Democrats accused Republicans of wasting time and getting little done as the House began 10 hours of debate Thursday on a resolution intended to kill burdensome regulations.

"This is a make work product for Republicans who are without an agenda for job creation," Minority Leader Nancy Pelosi (D-Calif.) said. "You have nothing else to offer." 

The largely party-line 255-169 vote allowing the debate to proceed came after an hour of tense debate in which Democrats sharply criticized Republican plans to examine federal regulations. While Republicans argued that lowering the regulatory burden for companies is an attempt to boost job creation, several Democrats rejected this and said the GOP plan would have no impact on jobs.

Pelosi said Democrats approved far more productive bills in their first month in previous Congresses, and chided Republicans' lack of progress.

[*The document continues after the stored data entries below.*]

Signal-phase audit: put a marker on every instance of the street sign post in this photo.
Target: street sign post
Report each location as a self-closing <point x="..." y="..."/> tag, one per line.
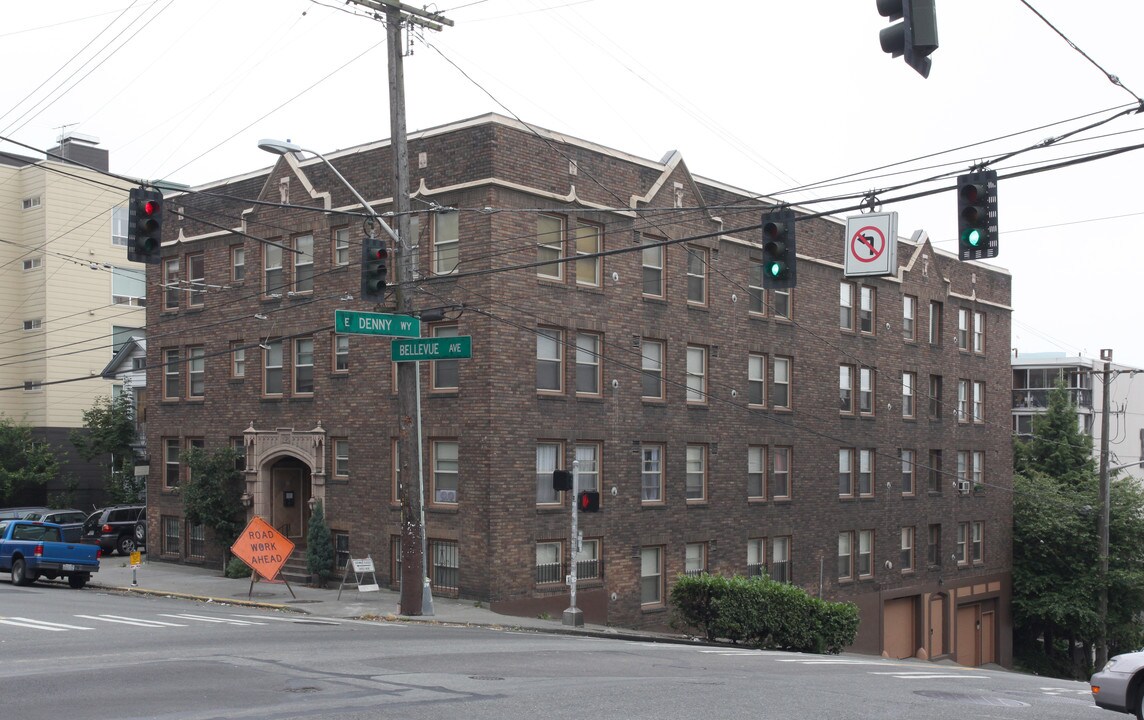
<point x="430" y="349"/>
<point x="352" y="322"/>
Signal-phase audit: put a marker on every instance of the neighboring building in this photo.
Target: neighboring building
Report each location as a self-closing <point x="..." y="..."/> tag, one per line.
<point x="704" y="408"/>
<point x="70" y="295"/>
<point x="1035" y="373"/>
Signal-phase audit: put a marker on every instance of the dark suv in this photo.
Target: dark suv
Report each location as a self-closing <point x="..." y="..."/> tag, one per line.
<point x="116" y="528"/>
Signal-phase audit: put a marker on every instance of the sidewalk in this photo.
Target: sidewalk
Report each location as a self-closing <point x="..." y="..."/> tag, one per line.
<point x="207" y="584"/>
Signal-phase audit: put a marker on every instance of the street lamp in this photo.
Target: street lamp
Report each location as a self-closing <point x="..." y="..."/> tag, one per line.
<point x="408" y="390"/>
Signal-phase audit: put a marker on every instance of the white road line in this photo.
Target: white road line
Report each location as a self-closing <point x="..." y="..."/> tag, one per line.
<point x="128" y="620"/>
<point x="24" y="622"/>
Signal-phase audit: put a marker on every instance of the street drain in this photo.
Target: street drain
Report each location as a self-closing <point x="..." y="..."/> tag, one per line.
<point x="971" y="699"/>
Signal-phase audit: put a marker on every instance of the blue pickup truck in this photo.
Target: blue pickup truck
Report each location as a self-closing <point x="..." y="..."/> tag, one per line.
<point x="32" y="550"/>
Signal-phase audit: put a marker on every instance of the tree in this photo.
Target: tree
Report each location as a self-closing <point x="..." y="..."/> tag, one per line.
<point x="212" y="495"/>
<point x="106" y="438"/>
<point x="25" y="463"/>
<point x="319" y="548"/>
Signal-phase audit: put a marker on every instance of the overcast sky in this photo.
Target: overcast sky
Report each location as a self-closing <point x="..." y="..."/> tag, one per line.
<point x="760" y="94"/>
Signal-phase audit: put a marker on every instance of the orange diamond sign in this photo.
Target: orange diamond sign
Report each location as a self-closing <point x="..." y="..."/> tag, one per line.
<point x="262" y="547"/>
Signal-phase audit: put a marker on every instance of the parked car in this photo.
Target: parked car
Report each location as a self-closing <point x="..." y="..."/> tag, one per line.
<point x="70" y="520"/>
<point x="1119" y="685"/>
<point x="114" y="528"/>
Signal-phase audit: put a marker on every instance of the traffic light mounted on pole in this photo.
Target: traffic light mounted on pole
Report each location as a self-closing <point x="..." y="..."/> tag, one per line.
<point x="915" y="36"/>
<point x="779" y="256"/>
<point x="374" y="268"/>
<point x="977" y="215"/>
<point x="144" y="224"/>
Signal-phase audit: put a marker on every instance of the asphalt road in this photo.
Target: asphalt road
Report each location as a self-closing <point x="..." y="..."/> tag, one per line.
<point x="88" y="654"/>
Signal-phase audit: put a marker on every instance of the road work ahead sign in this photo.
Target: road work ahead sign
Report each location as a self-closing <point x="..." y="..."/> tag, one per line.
<point x="262" y="547"/>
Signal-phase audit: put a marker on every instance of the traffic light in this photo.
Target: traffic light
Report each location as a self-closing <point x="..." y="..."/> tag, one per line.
<point x="374" y="268"/>
<point x="977" y="215"/>
<point x="915" y="36"/>
<point x="588" y="500"/>
<point x="144" y="224"/>
<point x="779" y="259"/>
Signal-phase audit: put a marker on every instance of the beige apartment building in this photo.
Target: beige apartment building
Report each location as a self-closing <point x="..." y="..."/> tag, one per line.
<point x="69" y="298"/>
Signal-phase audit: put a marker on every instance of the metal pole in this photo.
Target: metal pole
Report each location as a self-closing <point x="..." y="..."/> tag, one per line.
<point x="573" y="615"/>
<point x="1102" y="646"/>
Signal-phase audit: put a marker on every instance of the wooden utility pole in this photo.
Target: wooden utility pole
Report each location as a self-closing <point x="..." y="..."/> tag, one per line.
<point x="414" y="580"/>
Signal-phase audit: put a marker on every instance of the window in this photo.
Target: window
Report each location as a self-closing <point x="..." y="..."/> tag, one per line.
<point x="697" y="374"/>
<point x="341" y="353"/>
<point x="651" y="369"/>
<point x="587" y="248"/>
<point x="865" y="553"/>
<point x="445" y="467"/>
<point x="845" y="388"/>
<point x="446" y="374"/>
<point x="780" y="473"/>
<point x="238" y="263"/>
<point x="341" y="246"/>
<point x="694" y="559"/>
<point x="696" y="483"/>
<point x="272" y="368"/>
<point x="847" y="306"/>
<point x="171" y="370"/>
<point x="935" y="471"/>
<point x="908" y="471"/>
<point x="652" y="258"/>
<point x="651" y="483"/>
<point x="935" y="397"/>
<point x="272" y="269"/>
<point x="341" y="457"/>
<point x="934" y="548"/>
<point x="935" y="323"/>
<point x="549" y="566"/>
<point x="866" y="473"/>
<point x="908" y="317"/>
<point x="651" y="576"/>
<point x="588" y="455"/>
<point x="548" y="460"/>
<point x="549" y="366"/>
<point x="171" y="450"/>
<point x="171" y="284"/>
<point x="303" y="263"/>
<point x="845" y="555"/>
<point x="128" y="286"/>
<point x="446" y="243"/>
<point x="303" y="365"/>
<point x="697" y="275"/>
<point x="908" y="380"/>
<point x="845" y="472"/>
<point x="780" y="559"/>
<point x="906" y="552"/>
<point x="196" y="372"/>
<point x="756" y="473"/>
<point x="866" y="297"/>
<point x="237" y="360"/>
<point x="587" y="363"/>
<point x="780" y="396"/>
<point x="756" y="380"/>
<point x="866" y="390"/>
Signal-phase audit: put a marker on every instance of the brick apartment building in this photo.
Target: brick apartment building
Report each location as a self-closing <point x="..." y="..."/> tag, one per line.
<point x="705" y="409"/>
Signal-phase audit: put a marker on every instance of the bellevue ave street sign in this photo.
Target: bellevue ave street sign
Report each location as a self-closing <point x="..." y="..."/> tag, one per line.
<point x="351" y="322"/>
<point x="430" y="348"/>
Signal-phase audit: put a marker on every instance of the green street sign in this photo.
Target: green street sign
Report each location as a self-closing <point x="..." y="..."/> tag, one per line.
<point x="351" y="322"/>
<point x="430" y="348"/>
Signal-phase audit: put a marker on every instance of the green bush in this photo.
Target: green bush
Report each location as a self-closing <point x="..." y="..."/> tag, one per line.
<point x="762" y="612"/>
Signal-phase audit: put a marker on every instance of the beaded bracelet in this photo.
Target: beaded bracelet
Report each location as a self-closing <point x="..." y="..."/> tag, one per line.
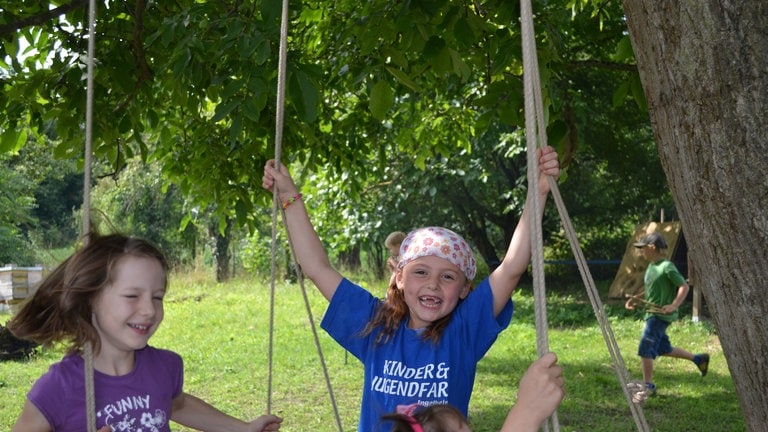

She criticized not only the resolution on regulations, but the vote last month to repeal healthcare, which failed to move in the Senate. Pelsoi said the healthcare vote was "red meat" for the insurance industry.

Pelosi and other Democrats also argued that it is a waste of time to hold nearly 10 hours of debate, particularly because House committees already have oversight authority.

"The resolution isn't objectionable in and of itself," Rep. Alcee Hastings (D-Fla.) said, noting the good goal of regulatory oversight. But he questioned: "why do my friends insist on spending nine and one-half hours debating a resolution that is entirely redundant?"

House Rules Committee Chairman David Dreier (R-Calif.) responded by saying Democrats "seem to believe that the government creates jobs." Republicans, he said, "believe that the American people create jobs, and our goal is to get out of the way so that can happen." The measure would instruct 10 House committees to identify existing and pending regulations that may be hurting economic growth and U.S. job creation.

Republicans also said the marathon debate on the resolution, and the decision to empower committees to hold hearings on regulations, is an effort to create an open process. Rep. Pete Sessions (R-Texas) snapped at Democrats for criticizing the process by saying at one point to Rep. Robert Andrews (D-N.J.), "I know this is a new concept to people on your side."

Democrats just today introduced a bill, H.R. 11, to extend the Buy America Bonds provision that expired last year, and threatened to offer it as a substitute for the Republican resolution tomorrow.

As a result of the vote, the House will hold five hours of debate. The chairmam and ranking member of the Small Business Committee will start the debate, sharing 30 minutes, and five other committees will each share one hour: Energy and Commerce, Transportation and Infrastructure, Financial Services, Natural Resources, and Ways and Means.

The remainder of the debate will be held Friday.